After three rounds of meds on the clinical trial I had a CT scan to see if the tumors were growing or shrinking. My husband and I drove down to Cincinnati and to the Oncologist office where we found out that they had gotten incomplete results from the Radiologist in Toledo (our home city). The radiologist had only reported on the ablated tumor that we are not tracking. We then spent three hours trying to get a new radiologist to reread the CT Scan and get my oncologist the results. The results were finally called in to my oncologist and he was told that my tumors were not shrinking and had in fact grown over 20% which means I got booted from the Clinical Trial. Home we went. It was horrible. Already having chemo not work and this next best hope not being effective was just bad.
A few days later I had an appointment with my Toledo oncologist. We discussed next steps. The plan is to have another tumor removed using Single Burst Radiation Therapy and then go back trying to find another clinical trial to try. I would also schedule an appointment with a cancer center in Detroit in case anything helpful came through their pipeline. No good options here, but I am lucky at least they are currently small tumors in surgically viable places. I always get a copy of my CT results and this appointment was no exception. I had to ask a couple of times but before I left I got a printout of the CT results. Both the original incomplete result and then the addendum read by the second radiologist whose findings were then called into my Cincinnati oncologist.
When I finally got a chance to read the CT a few hours later while sitting on my front porch I read it once and I swear I stopped breathing.
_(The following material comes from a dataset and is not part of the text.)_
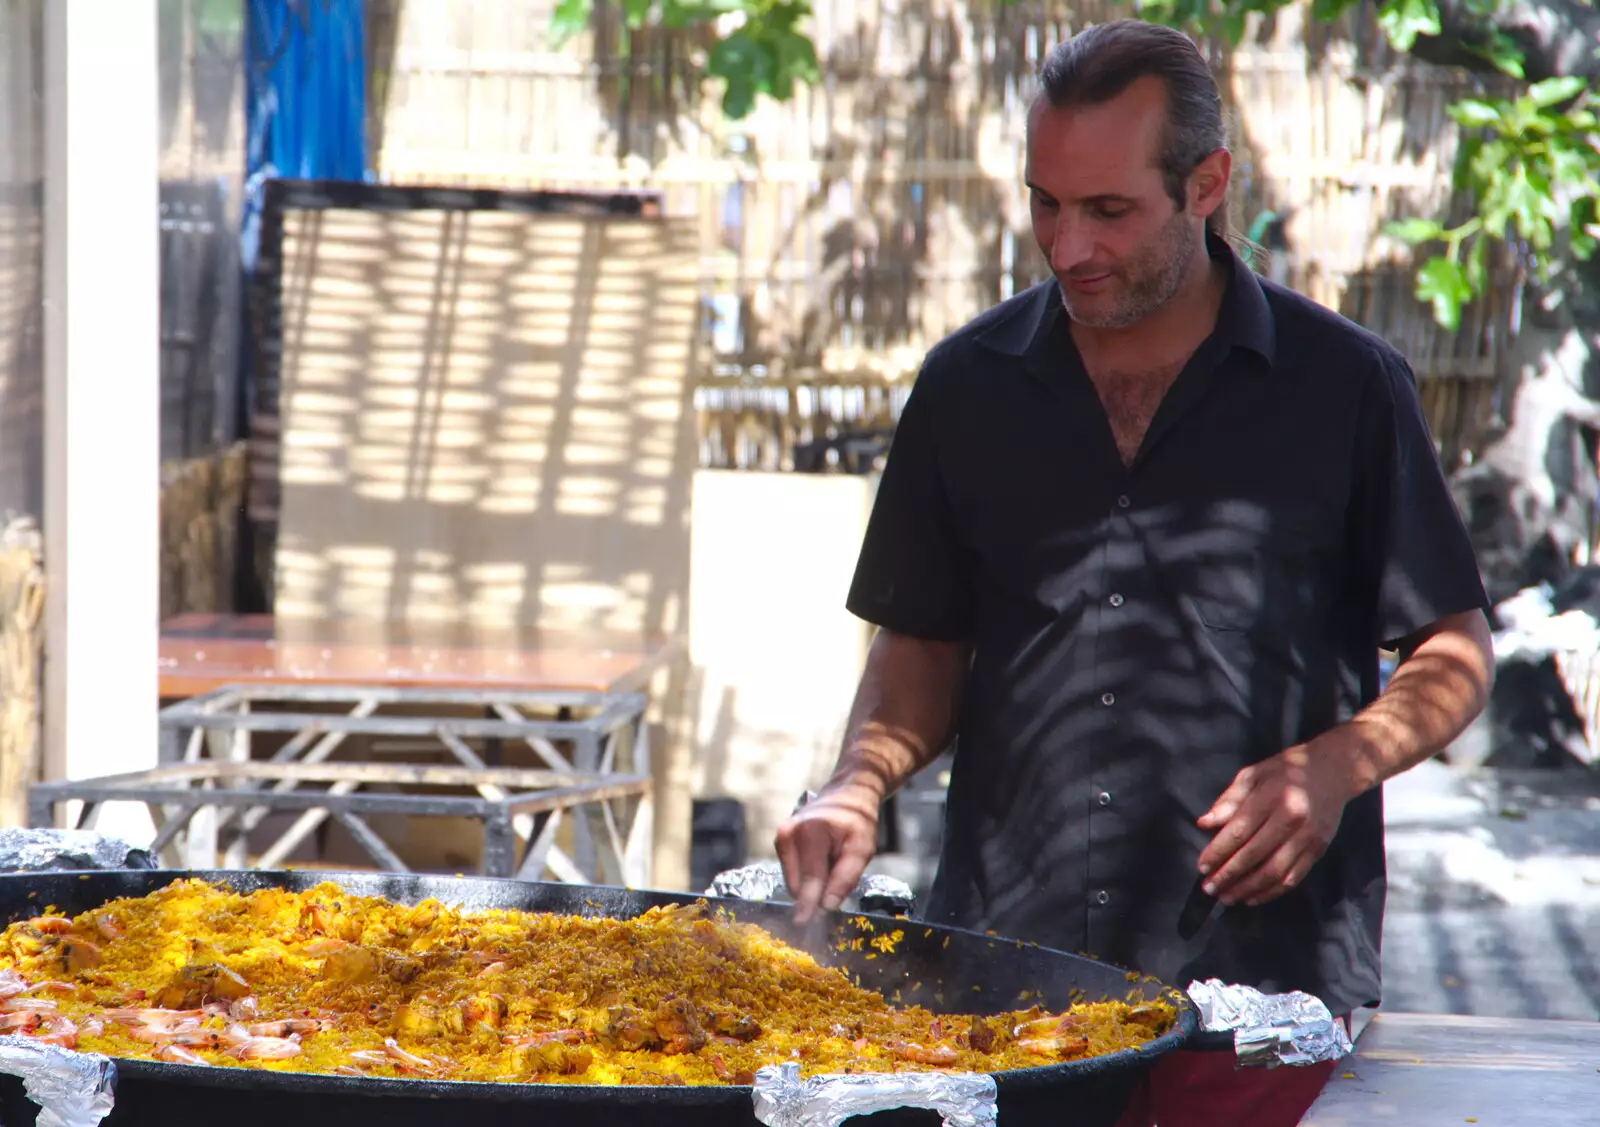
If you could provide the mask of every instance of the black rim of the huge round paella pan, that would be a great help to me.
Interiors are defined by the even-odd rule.
[[[37,880],[40,876],[46,874],[0,874],[0,888],[6,884],[19,882],[32,877]],[[331,882],[355,892],[362,885],[366,887],[365,892],[355,892],[355,895],[374,895],[371,885],[382,882],[386,879],[419,879],[424,882],[437,882],[443,885],[454,885],[466,890],[467,887],[483,887],[483,885],[502,885],[502,887],[544,887],[562,890],[563,895],[573,895],[584,890],[592,890],[605,895],[622,895],[637,896],[640,903],[650,898],[659,903],[672,901],[688,901],[706,900],[714,904],[728,906],[738,909],[741,906],[763,906],[771,908],[773,904],[763,904],[762,901],[749,901],[738,898],[718,898],[707,896],[691,892],[664,892],[664,890],[643,890],[643,888],[624,888],[616,885],[568,885],[554,882],[538,882],[538,880],[515,880],[507,877],[450,877],[440,874],[389,874],[389,872],[357,872],[357,871],[334,871],[334,869],[99,869],[93,872],[51,872],[48,876],[75,876],[78,879],[85,877],[133,877],[144,885],[146,892],[138,895],[147,895],[158,888],[163,888],[178,880],[206,880],[211,884],[248,884],[256,887],[293,887],[302,882],[322,884]],[[128,895],[128,893],[118,893]],[[382,895],[382,893],[376,893]],[[442,903],[450,903],[448,887],[440,890],[432,890],[427,893]],[[110,896],[117,898],[117,896]],[[469,906],[470,908],[470,906]],[[530,911],[530,909],[522,909]],[[539,909],[531,909],[539,911]],[[875,924],[888,925],[904,925],[906,919],[893,916],[878,916],[872,912],[830,912],[837,919],[854,919],[866,917]],[[998,946],[1000,943],[1006,946],[1018,945],[1016,940],[1008,940],[1005,936],[987,935],[982,932],[973,932],[960,927],[934,925],[917,920],[925,927],[931,927],[941,935],[960,935],[973,943],[989,943],[990,946]],[[1075,959],[1082,962],[1091,962],[1102,969],[1112,969],[1122,973],[1120,967],[1106,964],[1101,961],[1088,959],[1086,956],[1074,956],[1066,951],[1058,951],[1054,948],[1043,948],[1032,943],[1021,943],[1019,946],[1042,951],[1045,954],[1061,956],[1066,959]],[[1154,983],[1150,983],[1154,985]],[[1014,1068],[1003,1069],[997,1073],[989,1073],[994,1077],[998,1092],[1005,1093],[1022,1092],[1035,1087],[1056,1085],[1067,1077],[1083,1077],[1093,1076],[1096,1073],[1120,1071],[1125,1066],[1136,1066],[1142,1060],[1154,1060],[1173,1049],[1181,1047],[1187,1039],[1190,1039],[1198,1026],[1198,1018],[1194,1004],[1189,997],[1171,986],[1163,985],[1162,993],[1168,1001],[1178,1007],[1176,1025],[1163,1033],[1160,1037],[1147,1042],[1139,1049],[1123,1049],[1115,1053],[1106,1053],[1101,1057],[1090,1057],[1075,1061],[1062,1061],[1058,1065],[1037,1065],[1030,1068]],[[526,1081],[507,1081],[507,1082],[490,1082],[490,1081],[435,1081],[435,1079],[406,1079],[406,1077],[382,1077],[382,1076],[334,1076],[328,1073],[296,1073],[296,1071],[278,1071],[278,1069],[245,1069],[245,1068],[229,1068],[216,1065],[181,1065],[168,1061],[142,1060],[134,1057],[114,1057],[118,1076],[128,1076],[130,1079],[149,1079],[160,1081],[166,1084],[194,1084],[202,1087],[229,1087],[235,1085],[240,1079],[240,1073],[250,1074],[251,1087],[266,1092],[296,1092],[304,1095],[326,1093],[326,1095],[366,1095],[374,1098],[382,1097],[410,1097],[410,1098],[437,1098],[437,1100],[486,1100],[486,1101],[502,1101],[512,1103],[518,1100],[538,1100],[538,1098],[560,1098],[570,1103],[606,1103],[614,1105],[618,1095],[626,1092],[650,1103],[670,1103],[682,1108],[694,1106],[717,1106],[730,1101],[749,1103],[752,1098],[750,1085],[736,1084],[674,1084],[674,1085],[651,1085],[651,1084],[539,1084]]]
The CT Scan report reads:
Cavitary nodule in the superior segment of the left lower lobe measuring 1.4 x 0.9 on the current study measured 1.6 x 1.1 cm before.
Cavitary component has increased as a proportion of the mass and only a thin rim of soft tissue remains consistent with the response to therapy.
Similar changes within the nodule in the right upper lobe posteriorily which measures 1.5 x 0.9 cm today versus 2.2 x 1.4 cm previously. This nodule too is now mostly gas with only a thin rim of soft tissue remaining.
Impression: ….”have both decreased in size over the imaging interval”.
I read the report over and over and over again thinking I must have turned stupid. How I could I be reading that my tumors were shrinking. I waited until my husband got home and had him read it and he read exactly what I read. We called and left messages for all of the doctors. We spent the whole weekend thinking YAY! It was all a screw up – killing the cancer…
Talked with my Clinical Trial doctor. It’s all bad. While it’s true the two tumors that we have targeted are dying and shrinking the ABLATED TUMOR – the theoretically DEAD clump of tissue grew by 21%. 1% over the allowed growth and I am now permanently out and can not get the medicine.
I am so FRUSTRATED AND ANGRY. How can this be? How can all that pain and bullshit have been for a tumor that isn’t dead? Or what if it is and this is some weird other thing like scar tissue buildup? Won’t matter, still out of the study.
I haven’t been blogging this week because I am too scattered. I find it hard to sit still for very long. I have a thousand things going on in my head. I have an appointment next week with the cancer institute in Detroit and will hop back on the cancer train then.
I just got off the treadmill – Literally, not figuratively and this adds too my frustration. It mimics this whole treatment journey. My will is strong, and I am doing what I need to do but not getting the results I want. My muscles are getting stronger, but my lungs are getting weaker. I have the ability to run, but my oxygen supply only lets me run for about four minutes at a slow pace before my lungs and throat start burning. My heart is strong and I am barely in the cardio zone. (it goes zone 1 – fat burn -zone 2 – cardio zone 3 – I don’t remember but it’s full blast) I feel cheated by my body. If you wonder why I run it’s because it’s the benchmark for me. It’s how I know I am fighting and still winning.